TL;DR: Someone probably erroneously transcribed a timestamp and I believe the correct answer is more likely 3:17, but am not certain.
I made the mistake of checking one more reference in preparation to write this answer, and now I am somewhat uncertain about what the actual time of CSM separation was.
In addition to your two sources, I also found:
003:16:55 Armstrong (onboard): Okay, Houston; we're about to Sep.
003:16:58 Collins (onboard): Thrusting...
[Mike thrusts forward in the plus-X direction with the small Reaction Control System engines, so that when Buzz pushes the Sep (Separation) button on Panel 2, the CSM immediately starts to move away from the S-IVB stage and the jettisoned panels.]
003:16:59 Armstrong: Houston, we're about to Sep.
003:17:00 Armstrong (onboard): Sep!
003:17:02 McCandless: This is Houston. We copy.
003:17:03 Aldrin (onboard): Look at that trash.
003:17:05 Armstrong (onboard): Sep complete.
003:17:07 Aldrin (onboard): Got Delta-V?
003:17:08 Collins (onboard): Okay, got 0.7; I'm going to stop there and - -
003:17:09 Armstrong: SEP is complete.
Note that in the latter table, the altitude is given as 23,181,538 feet, which works out to 3815 nautical miles, matching the figure from the LV Flight Eval.
Even though these tables stop at 11723 sec, we can cross-check the other altitude figure from here! From 11600 seconds to 11700 seconds, the altitude increased by 1770214 feet (291 nautical miles), so we're ascending at roughly 291 nm per 100 seconds. The 3:17 figure of 4110 nm is 101 seconds later and 295 nm higher, as expected, so the altitude, velocity, and other position figures there are probably correct for the timestamp.
The production dates and origins of the reports aren't much help:
- Flight Eval Report (MSFC, September '69) says 3:15
- Postflight Trajectory Report (Boeing, October '69) says 3:15
- Mission Report (MSC, November '69) says 3:17.
3:17:04 is 11824 seconds; the fact that the timestamps differ by 101 seconds suggests strongly to me that at some point, someone's fingers slipped on a typewriter keyboard and hit the wrong digits -- 11723 versus 11824 -- and that error was transcribed into other reports later.

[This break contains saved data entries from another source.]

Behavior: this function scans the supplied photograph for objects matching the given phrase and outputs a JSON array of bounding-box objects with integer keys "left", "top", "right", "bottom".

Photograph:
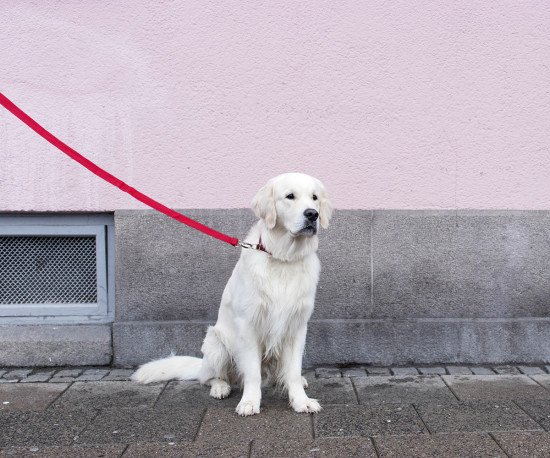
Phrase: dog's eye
[
  {"left": 286, "top": 193, "right": 295, "bottom": 200},
  {"left": 312, "top": 194, "right": 318, "bottom": 201}
]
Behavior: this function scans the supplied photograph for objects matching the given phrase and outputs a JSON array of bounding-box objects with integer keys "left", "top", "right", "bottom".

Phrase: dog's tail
[{"left": 131, "top": 354, "right": 202, "bottom": 384}]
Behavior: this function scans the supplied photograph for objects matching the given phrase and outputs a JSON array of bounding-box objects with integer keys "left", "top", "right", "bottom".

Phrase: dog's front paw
[
  {"left": 236, "top": 399, "right": 260, "bottom": 416},
  {"left": 292, "top": 397, "right": 322, "bottom": 414}
]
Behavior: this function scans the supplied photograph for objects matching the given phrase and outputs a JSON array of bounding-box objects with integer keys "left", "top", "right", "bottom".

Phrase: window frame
[{"left": 0, "top": 214, "right": 114, "bottom": 324}]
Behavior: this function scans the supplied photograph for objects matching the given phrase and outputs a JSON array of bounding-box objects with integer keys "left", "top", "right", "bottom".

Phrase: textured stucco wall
[{"left": 1, "top": 1, "right": 549, "bottom": 211}]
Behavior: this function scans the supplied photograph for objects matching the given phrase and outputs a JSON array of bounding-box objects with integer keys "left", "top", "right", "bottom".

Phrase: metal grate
[{"left": 0, "top": 236, "right": 97, "bottom": 304}]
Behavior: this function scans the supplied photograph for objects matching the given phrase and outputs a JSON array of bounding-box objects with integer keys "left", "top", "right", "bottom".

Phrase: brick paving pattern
[{"left": 0, "top": 364, "right": 549, "bottom": 456}]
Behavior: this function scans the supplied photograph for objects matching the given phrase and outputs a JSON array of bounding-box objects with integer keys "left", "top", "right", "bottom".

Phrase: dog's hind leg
[
  {"left": 208, "top": 377, "right": 231, "bottom": 399},
  {"left": 200, "top": 327, "right": 232, "bottom": 399}
]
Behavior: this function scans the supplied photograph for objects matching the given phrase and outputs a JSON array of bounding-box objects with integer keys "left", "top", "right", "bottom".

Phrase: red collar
[{"left": 257, "top": 235, "right": 272, "bottom": 256}]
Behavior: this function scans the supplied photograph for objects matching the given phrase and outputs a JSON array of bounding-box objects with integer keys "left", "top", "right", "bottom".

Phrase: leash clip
[
  {"left": 238, "top": 241, "right": 258, "bottom": 250},
  {"left": 238, "top": 239, "right": 272, "bottom": 256}
]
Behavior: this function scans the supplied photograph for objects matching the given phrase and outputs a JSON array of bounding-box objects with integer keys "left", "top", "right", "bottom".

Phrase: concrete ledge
[
  {"left": 112, "top": 318, "right": 550, "bottom": 367},
  {"left": 0, "top": 325, "right": 112, "bottom": 367},
  {"left": 113, "top": 321, "right": 210, "bottom": 366},
  {"left": 305, "top": 318, "right": 550, "bottom": 366}
]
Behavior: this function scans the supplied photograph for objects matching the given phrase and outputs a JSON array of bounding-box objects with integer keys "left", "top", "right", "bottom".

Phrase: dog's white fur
[{"left": 132, "top": 173, "right": 333, "bottom": 416}]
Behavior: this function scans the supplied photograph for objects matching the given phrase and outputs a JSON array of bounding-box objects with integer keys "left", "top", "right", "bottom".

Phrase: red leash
[{"left": 0, "top": 93, "right": 241, "bottom": 247}]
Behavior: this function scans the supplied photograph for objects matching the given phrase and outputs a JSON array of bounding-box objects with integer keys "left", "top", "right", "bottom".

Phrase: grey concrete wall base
[
  {"left": 0, "top": 325, "right": 112, "bottom": 367},
  {"left": 114, "top": 209, "right": 550, "bottom": 367},
  {"left": 113, "top": 321, "right": 210, "bottom": 366},
  {"left": 305, "top": 318, "right": 550, "bottom": 367},
  {"left": 112, "top": 318, "right": 550, "bottom": 367}
]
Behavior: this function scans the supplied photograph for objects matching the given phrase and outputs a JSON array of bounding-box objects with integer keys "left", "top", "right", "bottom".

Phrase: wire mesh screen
[{"left": 0, "top": 236, "right": 97, "bottom": 304}]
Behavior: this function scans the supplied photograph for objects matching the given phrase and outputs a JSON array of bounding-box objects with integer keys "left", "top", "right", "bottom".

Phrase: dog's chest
[
  {"left": 258, "top": 257, "right": 318, "bottom": 304},
  {"left": 250, "top": 257, "right": 320, "bottom": 343}
]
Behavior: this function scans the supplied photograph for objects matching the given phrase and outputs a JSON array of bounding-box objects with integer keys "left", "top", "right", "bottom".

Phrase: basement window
[{"left": 0, "top": 214, "right": 114, "bottom": 324}]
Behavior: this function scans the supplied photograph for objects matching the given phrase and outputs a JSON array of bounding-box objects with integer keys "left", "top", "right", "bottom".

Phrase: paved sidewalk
[{"left": 1, "top": 366, "right": 550, "bottom": 457}]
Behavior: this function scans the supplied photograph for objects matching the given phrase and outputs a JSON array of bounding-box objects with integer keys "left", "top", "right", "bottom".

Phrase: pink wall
[{"left": 1, "top": 1, "right": 549, "bottom": 211}]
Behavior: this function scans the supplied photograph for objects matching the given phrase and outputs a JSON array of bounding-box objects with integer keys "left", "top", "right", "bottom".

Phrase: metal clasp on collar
[
  {"left": 238, "top": 241, "right": 258, "bottom": 250},
  {"left": 238, "top": 239, "right": 272, "bottom": 256}
]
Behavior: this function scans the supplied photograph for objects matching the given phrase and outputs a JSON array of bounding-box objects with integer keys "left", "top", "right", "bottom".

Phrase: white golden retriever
[{"left": 132, "top": 173, "right": 333, "bottom": 416}]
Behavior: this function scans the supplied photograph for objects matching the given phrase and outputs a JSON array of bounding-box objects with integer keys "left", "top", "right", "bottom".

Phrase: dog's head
[{"left": 252, "top": 173, "right": 333, "bottom": 236}]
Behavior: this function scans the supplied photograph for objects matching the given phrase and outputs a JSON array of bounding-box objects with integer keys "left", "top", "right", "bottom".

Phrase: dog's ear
[
  {"left": 252, "top": 179, "right": 277, "bottom": 229},
  {"left": 317, "top": 180, "right": 333, "bottom": 229}
]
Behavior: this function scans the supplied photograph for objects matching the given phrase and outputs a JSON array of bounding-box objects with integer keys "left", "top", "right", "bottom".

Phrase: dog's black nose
[{"left": 304, "top": 209, "right": 319, "bottom": 222}]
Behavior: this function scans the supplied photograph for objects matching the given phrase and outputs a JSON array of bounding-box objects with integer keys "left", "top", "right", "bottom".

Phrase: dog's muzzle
[{"left": 298, "top": 209, "right": 319, "bottom": 235}]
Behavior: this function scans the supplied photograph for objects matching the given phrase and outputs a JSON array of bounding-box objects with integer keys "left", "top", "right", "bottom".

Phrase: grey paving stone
[
  {"left": 354, "top": 375, "right": 457, "bottom": 405},
  {"left": 76, "top": 406, "right": 203, "bottom": 445},
  {"left": 390, "top": 367, "right": 419, "bottom": 376},
  {"left": 366, "top": 366, "right": 391, "bottom": 376},
  {"left": 470, "top": 366, "right": 496, "bottom": 375},
  {"left": 518, "top": 366, "right": 547, "bottom": 375},
  {"left": 267, "top": 394, "right": 306, "bottom": 413},
  {"left": 252, "top": 388, "right": 294, "bottom": 409},
  {"left": 0, "top": 444, "right": 127, "bottom": 457},
  {"left": 0, "top": 384, "right": 69, "bottom": 412},
  {"left": 102, "top": 369, "right": 135, "bottom": 381},
  {"left": 442, "top": 375, "right": 550, "bottom": 401},
  {"left": 446, "top": 366, "right": 473, "bottom": 375},
  {"left": 531, "top": 375, "right": 550, "bottom": 391},
  {"left": 82, "top": 369, "right": 110, "bottom": 376},
  {"left": 31, "top": 370, "right": 56, "bottom": 376},
  {"left": 108, "top": 369, "right": 135, "bottom": 376},
  {"left": 515, "top": 399, "right": 550, "bottom": 431},
  {"left": 3, "top": 369, "right": 32, "bottom": 380},
  {"left": 53, "top": 381, "right": 164, "bottom": 409},
  {"left": 102, "top": 375, "right": 133, "bottom": 381},
  {"left": 197, "top": 406, "right": 313, "bottom": 442},
  {"left": 156, "top": 381, "right": 241, "bottom": 410},
  {"left": 494, "top": 365, "right": 521, "bottom": 375},
  {"left": 314, "top": 404, "right": 426, "bottom": 438},
  {"left": 50, "top": 377, "right": 78, "bottom": 383},
  {"left": 75, "top": 374, "right": 106, "bottom": 382},
  {"left": 546, "top": 365, "right": 550, "bottom": 374},
  {"left": 304, "top": 377, "right": 358, "bottom": 405},
  {"left": 375, "top": 433, "right": 505, "bottom": 457},
  {"left": 0, "top": 379, "right": 17, "bottom": 384},
  {"left": 492, "top": 431, "right": 550, "bottom": 457},
  {"left": 418, "top": 366, "right": 446, "bottom": 375},
  {"left": 251, "top": 437, "right": 377, "bottom": 457},
  {"left": 122, "top": 443, "right": 189, "bottom": 458},
  {"left": 341, "top": 368, "right": 367, "bottom": 377},
  {"left": 55, "top": 369, "right": 83, "bottom": 378},
  {"left": 415, "top": 401, "right": 543, "bottom": 434},
  {"left": 156, "top": 380, "right": 292, "bottom": 411},
  {"left": 0, "top": 371, "right": 5, "bottom": 378},
  {"left": 20, "top": 374, "right": 54, "bottom": 383},
  {"left": 0, "top": 408, "right": 97, "bottom": 447},
  {"left": 315, "top": 368, "right": 342, "bottom": 378},
  {"left": 124, "top": 441, "right": 250, "bottom": 457}
]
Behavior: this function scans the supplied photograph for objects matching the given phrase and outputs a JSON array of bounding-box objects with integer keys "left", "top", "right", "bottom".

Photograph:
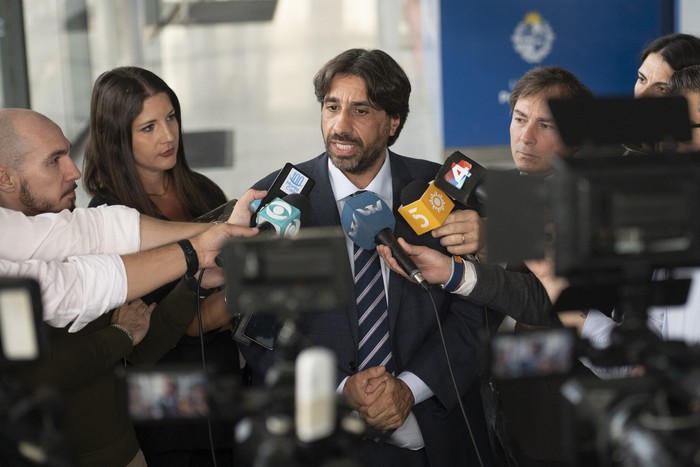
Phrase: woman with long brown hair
[{"left": 83, "top": 66, "right": 238, "bottom": 467}]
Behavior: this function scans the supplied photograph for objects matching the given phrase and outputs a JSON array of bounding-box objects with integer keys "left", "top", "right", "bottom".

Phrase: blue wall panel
[{"left": 441, "top": 0, "right": 667, "bottom": 147}]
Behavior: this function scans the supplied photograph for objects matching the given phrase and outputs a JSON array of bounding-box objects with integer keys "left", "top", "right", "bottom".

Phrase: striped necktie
[{"left": 353, "top": 243, "right": 394, "bottom": 374}]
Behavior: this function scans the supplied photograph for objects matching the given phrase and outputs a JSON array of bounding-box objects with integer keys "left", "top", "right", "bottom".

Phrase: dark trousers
[{"left": 360, "top": 441, "right": 429, "bottom": 467}]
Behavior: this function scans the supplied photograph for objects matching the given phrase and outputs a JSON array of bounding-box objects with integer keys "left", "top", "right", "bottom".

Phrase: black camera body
[{"left": 484, "top": 96, "right": 700, "bottom": 467}]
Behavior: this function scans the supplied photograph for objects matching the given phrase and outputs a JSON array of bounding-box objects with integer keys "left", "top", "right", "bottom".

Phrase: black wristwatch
[{"left": 177, "top": 239, "right": 199, "bottom": 277}]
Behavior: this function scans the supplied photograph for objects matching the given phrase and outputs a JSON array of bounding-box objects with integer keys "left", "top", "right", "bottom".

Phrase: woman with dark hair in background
[
  {"left": 83, "top": 66, "right": 239, "bottom": 467},
  {"left": 619, "top": 33, "right": 700, "bottom": 155},
  {"left": 635, "top": 32, "right": 700, "bottom": 98}
]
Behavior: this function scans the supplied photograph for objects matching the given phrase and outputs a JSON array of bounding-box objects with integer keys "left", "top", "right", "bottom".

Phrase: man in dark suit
[{"left": 241, "top": 48, "right": 493, "bottom": 467}]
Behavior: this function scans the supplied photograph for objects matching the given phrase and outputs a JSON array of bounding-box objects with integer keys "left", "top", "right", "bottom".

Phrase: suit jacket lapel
[
  {"left": 305, "top": 155, "right": 341, "bottom": 227},
  {"left": 305, "top": 154, "right": 359, "bottom": 345},
  {"left": 387, "top": 152, "right": 413, "bottom": 340}
]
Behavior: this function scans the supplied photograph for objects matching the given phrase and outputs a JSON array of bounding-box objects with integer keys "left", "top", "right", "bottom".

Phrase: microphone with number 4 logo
[
  {"left": 399, "top": 152, "right": 487, "bottom": 237},
  {"left": 433, "top": 151, "right": 487, "bottom": 208}
]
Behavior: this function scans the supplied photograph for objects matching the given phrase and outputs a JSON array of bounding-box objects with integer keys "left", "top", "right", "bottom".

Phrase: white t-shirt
[
  {"left": 580, "top": 267, "right": 700, "bottom": 378},
  {"left": 647, "top": 268, "right": 700, "bottom": 345},
  {"left": 1, "top": 205, "right": 141, "bottom": 331}
]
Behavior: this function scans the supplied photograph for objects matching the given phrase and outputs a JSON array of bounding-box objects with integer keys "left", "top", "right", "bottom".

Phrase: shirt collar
[{"left": 328, "top": 150, "right": 393, "bottom": 206}]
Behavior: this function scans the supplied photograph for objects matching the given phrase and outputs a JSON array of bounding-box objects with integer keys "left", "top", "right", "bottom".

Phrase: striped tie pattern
[{"left": 354, "top": 243, "right": 394, "bottom": 374}]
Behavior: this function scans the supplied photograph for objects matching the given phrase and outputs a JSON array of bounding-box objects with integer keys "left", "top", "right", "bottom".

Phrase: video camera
[
  {"left": 483, "top": 96, "right": 700, "bottom": 466},
  {"left": 0, "top": 278, "right": 45, "bottom": 368},
  {"left": 0, "top": 278, "right": 74, "bottom": 466},
  {"left": 119, "top": 228, "right": 366, "bottom": 466},
  {"left": 221, "top": 227, "right": 366, "bottom": 467}
]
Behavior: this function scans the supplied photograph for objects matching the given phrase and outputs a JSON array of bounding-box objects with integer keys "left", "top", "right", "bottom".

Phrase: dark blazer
[
  {"left": 470, "top": 262, "right": 556, "bottom": 326},
  {"left": 242, "top": 151, "right": 494, "bottom": 467}
]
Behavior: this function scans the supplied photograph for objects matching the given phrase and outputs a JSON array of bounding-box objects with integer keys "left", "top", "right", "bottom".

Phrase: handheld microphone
[
  {"left": 295, "top": 347, "right": 336, "bottom": 443},
  {"left": 255, "top": 194, "right": 310, "bottom": 237},
  {"left": 255, "top": 198, "right": 301, "bottom": 236},
  {"left": 434, "top": 151, "right": 487, "bottom": 208},
  {"left": 217, "top": 194, "right": 310, "bottom": 267},
  {"left": 398, "top": 180, "right": 455, "bottom": 235},
  {"left": 251, "top": 163, "right": 315, "bottom": 227},
  {"left": 341, "top": 191, "right": 428, "bottom": 291}
]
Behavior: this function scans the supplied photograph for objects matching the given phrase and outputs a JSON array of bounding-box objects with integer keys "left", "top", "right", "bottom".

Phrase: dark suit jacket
[
  {"left": 241, "top": 151, "right": 494, "bottom": 467},
  {"left": 470, "top": 262, "right": 556, "bottom": 327}
]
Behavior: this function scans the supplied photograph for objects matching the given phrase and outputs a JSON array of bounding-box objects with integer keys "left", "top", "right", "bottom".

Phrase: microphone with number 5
[{"left": 398, "top": 180, "right": 455, "bottom": 235}]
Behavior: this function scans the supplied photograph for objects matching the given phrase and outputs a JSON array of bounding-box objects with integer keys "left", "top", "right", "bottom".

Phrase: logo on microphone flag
[
  {"left": 444, "top": 160, "right": 473, "bottom": 189},
  {"left": 399, "top": 183, "right": 455, "bottom": 235}
]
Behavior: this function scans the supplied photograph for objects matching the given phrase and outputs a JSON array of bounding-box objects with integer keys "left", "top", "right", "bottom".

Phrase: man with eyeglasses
[{"left": 669, "top": 64, "right": 700, "bottom": 153}]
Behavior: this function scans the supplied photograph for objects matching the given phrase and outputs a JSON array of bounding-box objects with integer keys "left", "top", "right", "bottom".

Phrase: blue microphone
[{"left": 341, "top": 191, "right": 428, "bottom": 291}]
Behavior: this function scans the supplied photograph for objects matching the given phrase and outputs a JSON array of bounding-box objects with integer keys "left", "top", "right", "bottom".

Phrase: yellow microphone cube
[{"left": 398, "top": 182, "right": 455, "bottom": 235}]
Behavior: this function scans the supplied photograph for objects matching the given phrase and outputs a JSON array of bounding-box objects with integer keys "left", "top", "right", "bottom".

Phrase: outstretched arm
[
  {"left": 123, "top": 222, "right": 258, "bottom": 300},
  {"left": 378, "top": 238, "right": 557, "bottom": 326},
  {"left": 138, "top": 188, "right": 267, "bottom": 250}
]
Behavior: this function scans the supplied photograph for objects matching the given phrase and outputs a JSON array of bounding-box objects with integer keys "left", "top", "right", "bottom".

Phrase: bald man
[
  {"left": 0, "top": 108, "right": 262, "bottom": 331},
  {"left": 0, "top": 108, "right": 80, "bottom": 214}
]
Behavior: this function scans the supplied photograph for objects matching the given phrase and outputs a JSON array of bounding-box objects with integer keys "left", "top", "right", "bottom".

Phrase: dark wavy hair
[
  {"left": 669, "top": 64, "right": 700, "bottom": 95},
  {"left": 313, "top": 48, "right": 411, "bottom": 147},
  {"left": 640, "top": 33, "right": 700, "bottom": 72},
  {"left": 83, "top": 66, "right": 225, "bottom": 219},
  {"left": 509, "top": 66, "right": 593, "bottom": 112}
]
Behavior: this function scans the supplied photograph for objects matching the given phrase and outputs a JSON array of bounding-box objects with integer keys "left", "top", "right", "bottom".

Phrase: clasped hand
[{"left": 343, "top": 366, "right": 414, "bottom": 431}]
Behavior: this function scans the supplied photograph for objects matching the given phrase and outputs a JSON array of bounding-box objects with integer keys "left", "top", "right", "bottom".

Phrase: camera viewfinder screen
[
  {"left": 126, "top": 370, "right": 209, "bottom": 421},
  {"left": 491, "top": 328, "right": 576, "bottom": 380}
]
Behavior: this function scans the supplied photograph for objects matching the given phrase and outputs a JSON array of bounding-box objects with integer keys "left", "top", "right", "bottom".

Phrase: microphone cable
[
  {"left": 425, "top": 288, "right": 485, "bottom": 467},
  {"left": 194, "top": 269, "right": 219, "bottom": 467}
]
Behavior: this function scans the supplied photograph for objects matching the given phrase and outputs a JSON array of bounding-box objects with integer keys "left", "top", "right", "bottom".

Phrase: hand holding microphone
[
  {"left": 398, "top": 180, "right": 484, "bottom": 257},
  {"left": 229, "top": 188, "right": 267, "bottom": 226},
  {"left": 214, "top": 193, "right": 310, "bottom": 267},
  {"left": 191, "top": 188, "right": 268, "bottom": 226},
  {"left": 376, "top": 238, "right": 454, "bottom": 286},
  {"left": 432, "top": 210, "right": 485, "bottom": 257},
  {"left": 398, "top": 152, "right": 488, "bottom": 257},
  {"left": 341, "top": 191, "right": 429, "bottom": 291},
  {"left": 254, "top": 194, "right": 307, "bottom": 237},
  {"left": 430, "top": 150, "right": 488, "bottom": 257}
]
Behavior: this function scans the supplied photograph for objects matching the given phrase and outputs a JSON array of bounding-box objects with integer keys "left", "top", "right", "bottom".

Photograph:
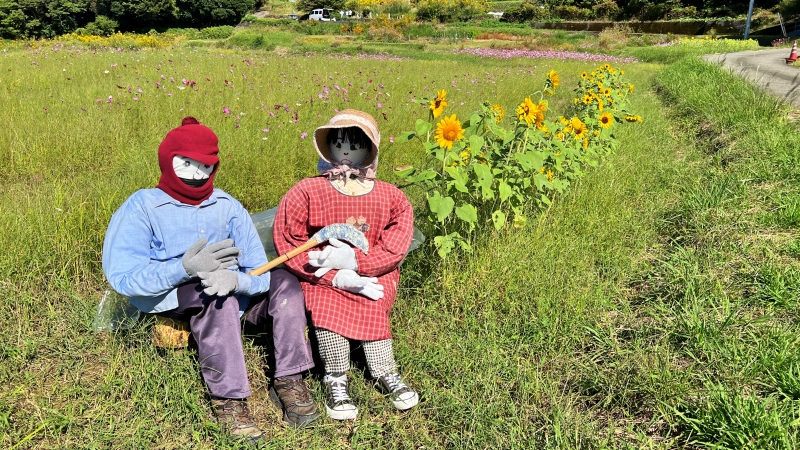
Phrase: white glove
[
  {"left": 198, "top": 270, "right": 239, "bottom": 297},
  {"left": 308, "top": 238, "right": 358, "bottom": 277},
  {"left": 332, "top": 269, "right": 384, "bottom": 301}
]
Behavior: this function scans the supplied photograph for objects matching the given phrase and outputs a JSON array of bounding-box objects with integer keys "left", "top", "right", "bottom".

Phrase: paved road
[{"left": 702, "top": 48, "right": 800, "bottom": 109}]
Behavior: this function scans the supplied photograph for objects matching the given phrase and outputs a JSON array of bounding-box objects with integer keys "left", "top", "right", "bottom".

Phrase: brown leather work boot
[
  {"left": 211, "top": 398, "right": 264, "bottom": 444},
  {"left": 269, "top": 377, "right": 320, "bottom": 428}
]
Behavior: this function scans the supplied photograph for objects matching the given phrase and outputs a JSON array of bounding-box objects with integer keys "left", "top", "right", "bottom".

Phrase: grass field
[{"left": 1, "top": 29, "right": 798, "bottom": 449}]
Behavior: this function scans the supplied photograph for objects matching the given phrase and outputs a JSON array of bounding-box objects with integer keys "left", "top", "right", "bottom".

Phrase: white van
[{"left": 308, "top": 8, "right": 336, "bottom": 21}]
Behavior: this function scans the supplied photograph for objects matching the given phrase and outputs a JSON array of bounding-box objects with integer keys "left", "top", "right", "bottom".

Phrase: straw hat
[{"left": 313, "top": 109, "right": 380, "bottom": 167}]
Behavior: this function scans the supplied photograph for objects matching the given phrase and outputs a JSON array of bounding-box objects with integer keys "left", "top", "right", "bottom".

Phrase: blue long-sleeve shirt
[{"left": 102, "top": 188, "right": 270, "bottom": 314}]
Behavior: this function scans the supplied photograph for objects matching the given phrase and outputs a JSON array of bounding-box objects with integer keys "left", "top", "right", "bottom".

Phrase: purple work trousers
[{"left": 157, "top": 269, "right": 314, "bottom": 399}]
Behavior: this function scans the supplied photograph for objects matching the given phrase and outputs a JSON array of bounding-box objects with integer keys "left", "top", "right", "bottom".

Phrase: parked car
[{"left": 308, "top": 8, "right": 336, "bottom": 21}]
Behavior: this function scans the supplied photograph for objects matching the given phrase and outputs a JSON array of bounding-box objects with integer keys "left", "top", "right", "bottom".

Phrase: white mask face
[
  {"left": 330, "top": 129, "right": 369, "bottom": 167},
  {"left": 173, "top": 156, "right": 214, "bottom": 180}
]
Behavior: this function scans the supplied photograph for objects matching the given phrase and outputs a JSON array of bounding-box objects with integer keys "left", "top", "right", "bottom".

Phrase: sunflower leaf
[
  {"left": 491, "top": 210, "right": 506, "bottom": 230},
  {"left": 427, "top": 192, "right": 455, "bottom": 223},
  {"left": 455, "top": 203, "right": 478, "bottom": 230},
  {"left": 415, "top": 119, "right": 432, "bottom": 136}
]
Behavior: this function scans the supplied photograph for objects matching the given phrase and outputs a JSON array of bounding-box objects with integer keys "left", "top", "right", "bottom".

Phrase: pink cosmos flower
[
  {"left": 223, "top": 107, "right": 231, "bottom": 114},
  {"left": 389, "top": 136, "right": 394, "bottom": 143},
  {"left": 377, "top": 102, "right": 383, "bottom": 108},
  {"left": 300, "top": 132, "right": 308, "bottom": 139}
]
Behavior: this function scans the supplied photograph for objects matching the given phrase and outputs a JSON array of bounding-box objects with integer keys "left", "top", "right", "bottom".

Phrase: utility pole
[{"left": 744, "top": 0, "right": 755, "bottom": 39}]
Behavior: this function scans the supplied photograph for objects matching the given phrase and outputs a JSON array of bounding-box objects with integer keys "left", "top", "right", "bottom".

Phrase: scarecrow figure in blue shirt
[{"left": 102, "top": 117, "right": 319, "bottom": 444}]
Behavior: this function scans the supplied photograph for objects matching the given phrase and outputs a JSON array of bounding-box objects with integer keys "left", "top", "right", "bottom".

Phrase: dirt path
[{"left": 702, "top": 48, "right": 800, "bottom": 109}]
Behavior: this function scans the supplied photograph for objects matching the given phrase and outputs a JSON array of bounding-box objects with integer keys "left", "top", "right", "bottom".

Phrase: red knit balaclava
[{"left": 157, "top": 117, "right": 220, "bottom": 205}]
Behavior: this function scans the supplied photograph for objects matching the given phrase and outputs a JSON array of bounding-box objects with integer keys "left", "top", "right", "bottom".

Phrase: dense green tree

The Mission Report has a fractional-second timestamp, which suggests that the number came from telemetry data. The timestamps on the transcripts would not have come from that telemetry, but from an independent clock source, so I am inclined to treat 3:17 as the correct time despite the fact that the 3:15 sources were produced earlier.
I know that some raw telemetry data for Apollo is available online; the best primary source for this would be to find the actual CSM sep telemetry event on a strip chart somewhere.
Listening to the recordings of the air-to-ground loop with a stopwatch at hand and checking the intervals between the TLI burn (2:44), CSM sep, and first docking (3:24) would also provide additional evidence if you had an hour to kill.